How to Increase Your Chances of Having a Vaginal Birth

There are many benefits to having a vaginal delivery. Women who have a vaginal delivery have a quicker and easier recovery. Since the body naturally adjusts to labor, it is often the best option.

There may be medical reasons or emergencies where a cesarean birth (C-section) is needed. In these cases, a C-section may be the safest choice for you and your baby. If there isn’t a medical reason to have a C-section, it’s best to have your baby through a vaginal birth.

Your provider can help if you have questions about having a C-section. You should avoid C-sections when they are not medically needed, such as to avoid scheduling conflicts.

Learn More

If you are pregnant or a new mom, we offer personalized education and support. Our Perinatal Care Management program can help you feel confident about your delivery and beyond. To learn more, Send us a secure email at any time or call us at 1.800.859.9889 ext. 2025, Monday through Friday 8:00 a.m. - 5:00 p.m.

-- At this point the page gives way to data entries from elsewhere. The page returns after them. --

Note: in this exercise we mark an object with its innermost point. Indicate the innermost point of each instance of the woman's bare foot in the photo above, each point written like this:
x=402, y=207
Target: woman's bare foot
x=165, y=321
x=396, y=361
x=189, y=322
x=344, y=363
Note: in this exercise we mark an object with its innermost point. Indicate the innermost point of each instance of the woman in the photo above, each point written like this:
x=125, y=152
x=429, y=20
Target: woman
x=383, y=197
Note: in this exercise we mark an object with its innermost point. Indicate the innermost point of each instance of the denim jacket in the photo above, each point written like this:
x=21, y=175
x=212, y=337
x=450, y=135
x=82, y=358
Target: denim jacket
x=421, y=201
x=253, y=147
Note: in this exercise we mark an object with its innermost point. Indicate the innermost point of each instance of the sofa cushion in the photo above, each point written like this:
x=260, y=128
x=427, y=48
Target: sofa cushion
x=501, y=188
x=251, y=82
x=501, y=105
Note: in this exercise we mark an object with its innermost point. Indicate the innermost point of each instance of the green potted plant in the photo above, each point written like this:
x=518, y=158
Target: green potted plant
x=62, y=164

Times You May Need a C-Section

If you are at risk for complications, your obstetrics (OB) provider may suggest a C-section. This may be safer for you and your baby. If your OB recommends a C-section, be sure to ask questions and discuss your concerns. See the sidebar for a list of questions to ask.

If there is a medical reason to have a C-section, your OB will recommend scheduling the surgery. Talk to your OB about waiting until at least 39 weeks of pregnancy to schedule the C-section. This gives your baby the time they need to grow and develop before birth. Also be sure to ask if vaginal birth may be possible in future pregnancies.

To learn why 39 weeks may be best for your baby, visit the March of Dimes website.

Recovery from a C-Section

A C-section is a major surgery. As a result, the recovery from a C-section takes longer than the recovery from a vaginal birth. The hospital stay after a C-section is longer as well.

Questions to Ask Your Provider

There are a few questions you can ask your provider before having a test, treatment, or procedure to help you decide whether to get it.

  • Do I really need this test or procedure?
  • What are the risks and side effects?
  • Are there simpler, safer options?
  • What happens if I don’t do anything?